Monastery information
- Denomination: Romanian Orthodox
- Established: 1461

People
- Founder: Vlad Țepeș

Architecture
- Completion date: 1608

Site
- Location: 392 Radu Șerban Street, Comana, Giurgiu
- Country: Romania
- Coordinates: 44°10′37″N 26°08′35″E﻿ / ﻿44.176824°N 26.143042°E
- Public access: yes
- Website: episcopiagiurgiului.ro/manastiri/manastirea-comana/

= Comana Monastery =

Heritage site in Giurgiu County, Romania

Comana Monastery (Mănăstirea Comana) is a Romanian Orthodox monastery in Comana, Giurgiu County, Romania.

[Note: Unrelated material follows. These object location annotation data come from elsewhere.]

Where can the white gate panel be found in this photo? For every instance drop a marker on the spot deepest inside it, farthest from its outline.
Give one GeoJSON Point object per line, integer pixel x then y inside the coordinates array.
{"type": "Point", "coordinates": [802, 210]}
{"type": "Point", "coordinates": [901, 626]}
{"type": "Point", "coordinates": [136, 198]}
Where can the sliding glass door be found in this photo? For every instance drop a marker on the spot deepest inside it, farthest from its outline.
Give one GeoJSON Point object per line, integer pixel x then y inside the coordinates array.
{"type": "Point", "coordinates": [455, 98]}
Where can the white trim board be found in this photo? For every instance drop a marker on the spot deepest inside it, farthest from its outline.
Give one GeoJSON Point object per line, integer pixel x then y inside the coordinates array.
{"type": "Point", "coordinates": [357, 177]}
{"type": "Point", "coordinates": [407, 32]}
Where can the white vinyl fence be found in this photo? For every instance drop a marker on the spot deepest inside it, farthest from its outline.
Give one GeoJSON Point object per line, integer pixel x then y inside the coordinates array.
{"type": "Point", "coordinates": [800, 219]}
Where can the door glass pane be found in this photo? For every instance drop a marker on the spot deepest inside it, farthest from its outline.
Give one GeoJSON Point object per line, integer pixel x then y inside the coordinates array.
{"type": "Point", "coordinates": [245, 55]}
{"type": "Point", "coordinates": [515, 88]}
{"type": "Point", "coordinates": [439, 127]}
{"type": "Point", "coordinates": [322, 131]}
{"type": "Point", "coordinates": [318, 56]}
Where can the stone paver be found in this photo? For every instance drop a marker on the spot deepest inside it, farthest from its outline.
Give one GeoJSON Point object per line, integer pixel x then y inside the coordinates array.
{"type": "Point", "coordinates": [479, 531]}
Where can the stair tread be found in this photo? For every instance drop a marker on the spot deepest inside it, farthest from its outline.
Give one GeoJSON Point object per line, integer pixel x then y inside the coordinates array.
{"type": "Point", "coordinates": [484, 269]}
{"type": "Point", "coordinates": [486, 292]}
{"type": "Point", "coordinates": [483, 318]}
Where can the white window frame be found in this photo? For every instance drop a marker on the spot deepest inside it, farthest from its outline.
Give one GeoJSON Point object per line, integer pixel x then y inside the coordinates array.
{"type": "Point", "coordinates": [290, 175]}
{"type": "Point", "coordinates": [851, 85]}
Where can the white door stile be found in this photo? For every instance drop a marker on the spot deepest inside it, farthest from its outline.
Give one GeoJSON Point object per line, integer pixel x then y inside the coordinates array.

The original Comana Monastery was founded in 1461. It was built by Vlad Țepeș (Vlad the Impaler) as a monastery-fortress. Having fallen into disrepair, the original monastery was completely demolished and rebuilt in 1589 by Radu Șerban, future prince of Wallachia. Measuring 61 × 56 m, the new monastery was fortified with defensive walls and five towers. It was restored between 1699 and 1703 by Șerban Cantacuzino and again during the 18th and 19th centuries.

In 1861, the foundation of the original monastery built by Vlad Țepeș was rediscovered by Ioan Brezoianu.

During archeological work performed in the 1970s, a headless body, which may be that of Vlad Țepeș was discovered on the grounds of the current monastery. Historian Constantin Rezachevici and others believe that he may have been buried here, near the battlefield where he was killed.